Figures from Moneyfacts show that the average SVR is 6.4 per cent, with the average two-year fixed rate coming to 6.01 per cent.

The average five-year fixed rate is 5.8 per cent and 10-year fixed rate comes to 5.69 per cent.

David Hollingworth, associate director at L&C said that homeowners reeling from higher mortgage rates and the rising cost of living would “find little comfort” in today’s hike but there had been a “positive shift in fixed rates”.

He said this would help borrowers lock down mortgage payments at a more “palatable level” than in the aftermath of the mini Budget when rates breached six per cent.

Hollingworth continued: “As we return to a higher rate environment borrowers will increasingly face the dilemma of whether to fix or track and for how long. No one knows what will happen with interest rates, so advice will help to spell out the various options for borrowers.

“There’s likely to be more competition in the market which could help improve the range of mortgage options but borrowers need to look not only at rate but also continue to factor in the fee package as a whole. “

“Those that took a holding position or risk falling onto a SVR should review, as the margin between SVR and fixed rates has already widened even before today’s rate announcement.”

 

‘Rock-bottom rates of the past are long gone’
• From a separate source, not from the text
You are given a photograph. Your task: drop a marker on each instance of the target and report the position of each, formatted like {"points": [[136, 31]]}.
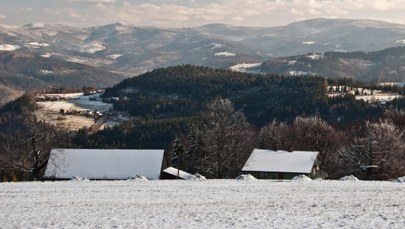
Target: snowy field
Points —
{"points": [[207, 204]]}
Tomer Aboody, director of property lender MT Finance, said that although borrowers would feel rate rises were “coming thick and fast” it would hopefully “succeed in getting double-digit inflation under control quicker”.

He continued: “The Prime Minister and his team will then need to come up with some stimulus to turn up the economy and ensure the hurt isn’t long term. Borrowers will have to come to terms with the new norm, which is higher interest rates, as the rock-bottom rates of the past are long gone.”

Aboody added that as rates rise and the cost of living increases, the “negative impact on the housing market is inevitable”.

“Given the importance of the housing market to the wider economy, the government needs to provide some form of assistance to stimulate the market. This could take the form of a restructure of stamp duty or some form of mortgage interest tax relief to alleviate some of the many stresses that borrowers will face in coming months.”